Fertilization, also called Synagmy, occurs following pollination, which is the movement of pollen from the stamen to the carpel. It encompasses both plasmogamy, the fusion of the protoplasts, and karyogamy, the fusion of the nuclei. When pollen lands on the stigma of the flower it begins creating a pollen tube which runs down through the style and into the ovary. After penetrating the centre-most part of the ovary it enters the egg apparatus and into one synergid. At this point the end of the pollen tube bursts and releases the two sperm cells, one of which makes its way to an egg, while also losing its cell membrane and much of its protoplasm. The sperm's nucleus then fuses with the egg's nucleus, resulting in the formation of a zygote, a diploid (two copies of each chromosome) cell.
Whereas in fertilization only plasmogamy, or the fusion of the whole sex cells, results, in Angiosperms (flowering plants) a process known as double fertilization, which involves both karyogamy and plasmogamy, occurs. In double fertilization the second sperm cell subsequently also enters the synergid and fuses with the two polar nuclei of the central cell. Since all three nuclei are haploid, they result in a large endosperm nucleus which is triploid.
Following the formation of zygote it begins to grow through nuclear and cellular divisions, called mitosis, eventually becoming a small group of cells. One section of it becomes the embryo, while the other becomes the suspensor; a structure which forces the embryo into the endosperm and is later undetectable. Two small primordia also form at this time, that later become the cotyledon, which is used as an energy store. Plants which grow out one of these primordia are called monocotyledons, while those that grow out two are dicotyledons. The next stage is called the Torpedo stage and involves the growth of several key structures, including: the radicle (embryotic root), the epicotyl (embryotic stem), and the hypocotyl, (the root/shoot junction). In the final step vascular tissue develops around the seed.

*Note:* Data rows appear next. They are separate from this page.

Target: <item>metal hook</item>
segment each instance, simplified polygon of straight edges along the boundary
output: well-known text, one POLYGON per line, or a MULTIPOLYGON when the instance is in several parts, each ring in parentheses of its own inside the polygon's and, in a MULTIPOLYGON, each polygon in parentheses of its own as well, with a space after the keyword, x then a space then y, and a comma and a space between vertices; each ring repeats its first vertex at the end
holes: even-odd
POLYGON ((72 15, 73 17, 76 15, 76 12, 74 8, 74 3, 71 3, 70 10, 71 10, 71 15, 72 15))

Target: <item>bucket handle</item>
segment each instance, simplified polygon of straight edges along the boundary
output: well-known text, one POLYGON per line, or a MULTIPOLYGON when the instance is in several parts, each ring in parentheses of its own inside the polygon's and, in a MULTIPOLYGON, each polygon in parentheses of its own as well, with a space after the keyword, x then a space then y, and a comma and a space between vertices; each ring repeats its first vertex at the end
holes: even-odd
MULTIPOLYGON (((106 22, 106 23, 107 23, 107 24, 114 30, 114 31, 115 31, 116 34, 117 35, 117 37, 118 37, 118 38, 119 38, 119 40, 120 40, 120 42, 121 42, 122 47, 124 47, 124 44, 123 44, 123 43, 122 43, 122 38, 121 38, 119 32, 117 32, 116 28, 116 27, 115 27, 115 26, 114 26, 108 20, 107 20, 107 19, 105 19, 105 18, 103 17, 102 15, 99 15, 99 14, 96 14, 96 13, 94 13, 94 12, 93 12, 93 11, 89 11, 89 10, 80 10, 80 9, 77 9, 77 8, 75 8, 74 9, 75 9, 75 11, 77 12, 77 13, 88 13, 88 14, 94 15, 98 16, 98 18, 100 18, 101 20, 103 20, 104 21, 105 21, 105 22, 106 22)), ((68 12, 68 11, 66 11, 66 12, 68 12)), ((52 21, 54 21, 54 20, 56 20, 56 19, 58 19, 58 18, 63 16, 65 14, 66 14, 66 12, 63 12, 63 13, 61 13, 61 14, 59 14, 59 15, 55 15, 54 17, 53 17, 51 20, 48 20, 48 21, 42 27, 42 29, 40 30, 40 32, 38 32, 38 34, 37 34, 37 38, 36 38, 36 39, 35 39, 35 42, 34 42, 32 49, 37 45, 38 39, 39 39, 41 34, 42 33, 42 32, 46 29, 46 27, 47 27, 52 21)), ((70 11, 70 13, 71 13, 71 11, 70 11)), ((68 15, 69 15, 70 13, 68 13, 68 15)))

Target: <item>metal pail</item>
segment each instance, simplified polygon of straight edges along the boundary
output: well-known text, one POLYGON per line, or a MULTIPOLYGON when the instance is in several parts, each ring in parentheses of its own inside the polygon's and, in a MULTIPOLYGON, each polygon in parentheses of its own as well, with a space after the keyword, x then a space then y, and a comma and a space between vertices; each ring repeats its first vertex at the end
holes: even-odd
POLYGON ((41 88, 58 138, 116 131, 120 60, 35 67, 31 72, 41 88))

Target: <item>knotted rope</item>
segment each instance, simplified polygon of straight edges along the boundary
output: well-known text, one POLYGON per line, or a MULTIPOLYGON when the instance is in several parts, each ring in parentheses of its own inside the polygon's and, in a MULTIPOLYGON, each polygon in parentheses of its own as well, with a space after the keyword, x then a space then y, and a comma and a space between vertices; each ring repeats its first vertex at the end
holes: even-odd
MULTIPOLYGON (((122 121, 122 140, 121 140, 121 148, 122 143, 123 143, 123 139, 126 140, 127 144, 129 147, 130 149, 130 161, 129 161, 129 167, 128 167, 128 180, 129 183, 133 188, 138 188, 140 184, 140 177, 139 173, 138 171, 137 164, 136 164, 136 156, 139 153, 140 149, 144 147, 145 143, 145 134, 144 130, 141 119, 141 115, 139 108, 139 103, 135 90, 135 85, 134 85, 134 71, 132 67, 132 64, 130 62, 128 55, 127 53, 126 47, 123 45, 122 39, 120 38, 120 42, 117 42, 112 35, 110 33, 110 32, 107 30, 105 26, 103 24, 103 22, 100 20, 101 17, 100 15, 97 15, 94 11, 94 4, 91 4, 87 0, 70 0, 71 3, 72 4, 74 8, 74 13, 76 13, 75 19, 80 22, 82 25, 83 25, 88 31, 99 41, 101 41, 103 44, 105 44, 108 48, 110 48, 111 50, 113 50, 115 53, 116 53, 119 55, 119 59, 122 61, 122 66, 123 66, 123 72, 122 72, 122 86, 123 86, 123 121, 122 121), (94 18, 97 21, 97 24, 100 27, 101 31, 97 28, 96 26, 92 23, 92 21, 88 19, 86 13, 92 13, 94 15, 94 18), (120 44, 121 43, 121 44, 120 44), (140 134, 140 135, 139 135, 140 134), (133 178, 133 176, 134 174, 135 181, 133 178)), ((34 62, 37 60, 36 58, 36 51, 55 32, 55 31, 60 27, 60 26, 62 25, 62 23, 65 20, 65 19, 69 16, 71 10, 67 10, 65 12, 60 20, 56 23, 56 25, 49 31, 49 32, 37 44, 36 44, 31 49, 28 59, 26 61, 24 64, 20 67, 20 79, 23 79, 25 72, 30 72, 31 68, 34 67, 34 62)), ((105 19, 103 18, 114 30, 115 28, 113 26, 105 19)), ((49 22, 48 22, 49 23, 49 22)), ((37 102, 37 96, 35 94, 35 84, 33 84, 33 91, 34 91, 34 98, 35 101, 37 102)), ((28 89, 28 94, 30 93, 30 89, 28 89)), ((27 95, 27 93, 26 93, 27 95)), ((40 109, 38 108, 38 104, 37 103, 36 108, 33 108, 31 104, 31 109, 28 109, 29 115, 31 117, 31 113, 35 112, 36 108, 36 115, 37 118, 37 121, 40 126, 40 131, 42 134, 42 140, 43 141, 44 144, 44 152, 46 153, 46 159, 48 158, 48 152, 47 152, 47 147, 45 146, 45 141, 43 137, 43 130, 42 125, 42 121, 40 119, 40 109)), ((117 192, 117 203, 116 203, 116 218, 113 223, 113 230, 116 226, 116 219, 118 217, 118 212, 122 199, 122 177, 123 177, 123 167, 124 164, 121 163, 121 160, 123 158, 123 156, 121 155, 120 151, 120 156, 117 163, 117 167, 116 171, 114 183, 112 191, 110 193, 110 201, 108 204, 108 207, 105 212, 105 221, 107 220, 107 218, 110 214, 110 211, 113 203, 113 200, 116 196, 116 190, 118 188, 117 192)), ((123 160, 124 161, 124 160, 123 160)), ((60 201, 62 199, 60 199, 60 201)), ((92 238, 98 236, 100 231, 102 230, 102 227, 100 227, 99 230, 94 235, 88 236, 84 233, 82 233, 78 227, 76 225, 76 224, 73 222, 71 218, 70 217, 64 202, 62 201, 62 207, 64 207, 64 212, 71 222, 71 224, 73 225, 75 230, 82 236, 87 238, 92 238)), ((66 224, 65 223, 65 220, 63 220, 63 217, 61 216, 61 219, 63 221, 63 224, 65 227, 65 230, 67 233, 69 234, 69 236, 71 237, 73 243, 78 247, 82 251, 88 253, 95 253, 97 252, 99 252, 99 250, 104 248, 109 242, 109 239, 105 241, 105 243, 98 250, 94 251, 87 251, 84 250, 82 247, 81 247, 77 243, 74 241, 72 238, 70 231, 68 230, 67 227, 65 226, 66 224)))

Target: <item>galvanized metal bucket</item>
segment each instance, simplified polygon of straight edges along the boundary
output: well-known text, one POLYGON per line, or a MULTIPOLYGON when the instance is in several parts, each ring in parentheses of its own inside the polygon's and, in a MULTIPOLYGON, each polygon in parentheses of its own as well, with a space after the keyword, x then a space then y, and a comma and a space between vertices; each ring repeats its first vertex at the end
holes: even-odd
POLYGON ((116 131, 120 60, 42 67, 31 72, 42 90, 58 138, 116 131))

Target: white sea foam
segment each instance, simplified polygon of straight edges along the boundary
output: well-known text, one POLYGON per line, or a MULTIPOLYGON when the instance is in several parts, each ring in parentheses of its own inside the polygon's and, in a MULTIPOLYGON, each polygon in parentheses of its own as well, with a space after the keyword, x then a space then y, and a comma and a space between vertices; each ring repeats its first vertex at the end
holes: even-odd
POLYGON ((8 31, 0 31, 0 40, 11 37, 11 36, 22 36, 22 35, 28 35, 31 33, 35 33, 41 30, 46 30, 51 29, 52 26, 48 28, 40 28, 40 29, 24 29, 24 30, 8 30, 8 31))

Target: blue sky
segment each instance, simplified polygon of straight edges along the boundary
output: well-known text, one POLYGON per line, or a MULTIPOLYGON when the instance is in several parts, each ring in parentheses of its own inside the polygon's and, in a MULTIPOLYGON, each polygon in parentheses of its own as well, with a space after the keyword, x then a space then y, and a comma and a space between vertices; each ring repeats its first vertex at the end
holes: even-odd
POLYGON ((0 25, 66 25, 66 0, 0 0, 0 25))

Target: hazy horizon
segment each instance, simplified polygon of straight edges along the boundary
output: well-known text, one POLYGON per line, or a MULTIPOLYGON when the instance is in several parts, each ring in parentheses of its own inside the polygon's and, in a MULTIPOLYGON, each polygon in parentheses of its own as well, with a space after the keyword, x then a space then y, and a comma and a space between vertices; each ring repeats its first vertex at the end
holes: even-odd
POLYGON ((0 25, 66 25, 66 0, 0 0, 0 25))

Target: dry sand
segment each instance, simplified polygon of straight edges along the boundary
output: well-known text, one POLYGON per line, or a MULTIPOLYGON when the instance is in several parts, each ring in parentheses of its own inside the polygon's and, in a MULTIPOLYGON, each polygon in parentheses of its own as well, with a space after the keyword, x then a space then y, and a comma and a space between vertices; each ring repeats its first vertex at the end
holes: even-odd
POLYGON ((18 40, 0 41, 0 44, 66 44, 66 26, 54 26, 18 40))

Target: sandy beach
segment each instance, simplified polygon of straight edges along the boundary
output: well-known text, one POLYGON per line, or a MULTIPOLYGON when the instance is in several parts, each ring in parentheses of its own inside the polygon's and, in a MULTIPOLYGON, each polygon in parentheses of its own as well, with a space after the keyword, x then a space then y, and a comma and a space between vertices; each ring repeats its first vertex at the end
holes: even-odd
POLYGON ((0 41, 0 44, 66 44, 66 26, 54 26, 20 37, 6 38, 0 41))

The ovary, inside which the seed is forming from the ovule, grows into a fruit. All the other main floral parts die during this development, including: the style, stigma, sepals, stamens, and petals. The fruit contains three structures: the exocarp, or outer layer, the mesocarp, or the fleshy part, and the endocarp, or innermost layer, while the fruit wall is called the pericarp. The size, shape, toughness, and thickness varies among different fruit. The size, shape, toughness, and thickness varies among different fruit. This is because it is directly connected to the method of seed dispersal; that being the purpose of fruit - to encourage or enable the seed's dispersal and protect the seed while doing so.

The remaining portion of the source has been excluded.